79. For Us

97 6 0
                                    

Allcia tengah berada di taksi dalam perjalanan menuju apartemen Cisca di perkotaan pada siang hari. Ia masih terngiang-ngiang bagaimana tadi Cisca meneleponnya dengan nada sedikit ketakutan kalau ada beberapa orang berjas hitam yang gagah tengah mencari Allcia.

Tentu saja Allcia terkejut karena ada orang asing yang mengenalnya. Maka dari itu, ia harus mengecek apartemen Cisca sekarang. Ia tidak mengajak Kin, karena ia yakin Kin tengah menghabiskan waktu bersama ayahnya. Jadi, dia tidak ingin mengganggu.

KRIING. KRIING. KRIING.

Ponsel Allcia berdering keras memecah kecemasan Allcia. Dahinya berkerut dalam saat melihat nomor ponsel yang unik, tapi tidak ia ketahui. Walaupun begitu, ia tetap mengangkatnya.

"Halo," sapa Allcia dengan sopan.

"Nona Muda Allcia Valentina Abraham," ujar seorang laki-laki bersuara dalam dengan datar, membuat Allcia diam bingung kenapa orang itu menyebut nama lengkapnya. Terlebih, dengan ucapan Nona Muda? Itu sedikit berlebihan.

"Ya? Ini siapa? Darimana kau bisa tahu aku?" tanya Allcia was-was.

"Kami mengharapkan kedatanganmu di Sobrino de Botín sekarang juga," ujar laki-laki itu dengan aksen yang tak asing bagi Allcia. Belum Allcia berkomentar apapun, sambungan telepon sudah diputus secara sepihak.

Dahi Allcia berkerut dalam Ketika melihat nomor panggilan yang barusan meneleponnya. Ia sangat was-was pada orang asing ini. Tapi, orang ini tahu siapa Allcia. Dan jika Allcia ingin tahu kenapa orang itu tahu dirinya, maka dia tidak ada pilihan lain selain datang ke tempat yang sudah disebutkan.

***

Sobrino de Botín

Ups! Gambar ini tidak mengikuti Pedoman Konten kami. Untuk melanjutkan publikasi, hapuslah gambar ini atau unggah gambar lain.

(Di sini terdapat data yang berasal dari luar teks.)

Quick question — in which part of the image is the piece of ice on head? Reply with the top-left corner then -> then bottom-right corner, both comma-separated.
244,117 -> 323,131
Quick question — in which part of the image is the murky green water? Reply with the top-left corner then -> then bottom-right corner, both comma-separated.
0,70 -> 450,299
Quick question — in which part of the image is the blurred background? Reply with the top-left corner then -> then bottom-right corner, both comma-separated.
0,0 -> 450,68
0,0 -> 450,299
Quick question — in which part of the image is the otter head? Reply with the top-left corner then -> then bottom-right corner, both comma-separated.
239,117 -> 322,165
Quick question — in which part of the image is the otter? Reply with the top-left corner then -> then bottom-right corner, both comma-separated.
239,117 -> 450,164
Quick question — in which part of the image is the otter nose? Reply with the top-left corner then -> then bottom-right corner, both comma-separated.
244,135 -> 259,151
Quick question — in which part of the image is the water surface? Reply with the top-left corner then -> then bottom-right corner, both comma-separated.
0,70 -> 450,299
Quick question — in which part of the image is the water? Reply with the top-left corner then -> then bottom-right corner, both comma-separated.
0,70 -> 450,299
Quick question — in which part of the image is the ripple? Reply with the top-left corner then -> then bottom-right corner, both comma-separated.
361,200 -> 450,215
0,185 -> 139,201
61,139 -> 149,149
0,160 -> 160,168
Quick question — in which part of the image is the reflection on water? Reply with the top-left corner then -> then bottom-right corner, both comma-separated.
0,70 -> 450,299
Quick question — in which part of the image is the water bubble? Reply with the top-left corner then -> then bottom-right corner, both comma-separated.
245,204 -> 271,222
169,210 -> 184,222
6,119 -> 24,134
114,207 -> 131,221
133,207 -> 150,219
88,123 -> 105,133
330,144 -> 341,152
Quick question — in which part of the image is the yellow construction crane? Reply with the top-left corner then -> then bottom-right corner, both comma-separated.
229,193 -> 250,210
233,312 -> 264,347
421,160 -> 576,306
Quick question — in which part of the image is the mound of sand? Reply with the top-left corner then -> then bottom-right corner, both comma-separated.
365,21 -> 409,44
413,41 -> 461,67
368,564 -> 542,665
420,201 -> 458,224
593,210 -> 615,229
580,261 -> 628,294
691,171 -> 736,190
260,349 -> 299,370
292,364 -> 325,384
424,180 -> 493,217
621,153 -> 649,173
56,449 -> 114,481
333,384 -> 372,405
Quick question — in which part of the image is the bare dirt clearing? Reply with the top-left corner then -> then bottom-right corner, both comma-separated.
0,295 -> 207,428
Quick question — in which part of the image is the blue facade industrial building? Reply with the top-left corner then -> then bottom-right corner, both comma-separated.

Sobrino de Botín. Siapa yang tidak tahu? Semua orang Spanyol mengenal restoran ini sebagai restoran yang paling tua di Madrid, bahkan sedunia. Letaknya ada di dekat Plaza Mayor dan lingkungan La Latina di Calle Cuchilleros. Sebuah restoran yang masih menggunakan cara lama dalam memasak makanannya, yaitu menggunakan oven berbahan kayu.

Restoran yang terkenal di Madrid ini selalu ramai pengunjung, baik di hari libur ataupun tidak. Tapi, yang membuat Allcia aneh sekarang adalah ketika ia memasuki restoran ini, tidak ada siapapun di dalamnya. Kecuali empat laki-laki berbedan kekar dengan jas hitam lengkap dengan kacamata hitam dan satu laki-laki paruh baya menggunakan mantel hitam dan topi Panama berwarna hitam juga.

"Nona Muda Abraham." Allcia hampir terlonjak kaget saat tiba-tiba saja seorang perempuan menghampirinya dari arah belakang.

"Mari ikut saya," ujar perempuan itu dengan ramah, tapi terkesan misterius dan tegas. Allcia pun mengikutinya hingga ia berada di meja yang sama dengan laki-laki paruh baya dengan mantel hitam dan topi Panama hitamnya.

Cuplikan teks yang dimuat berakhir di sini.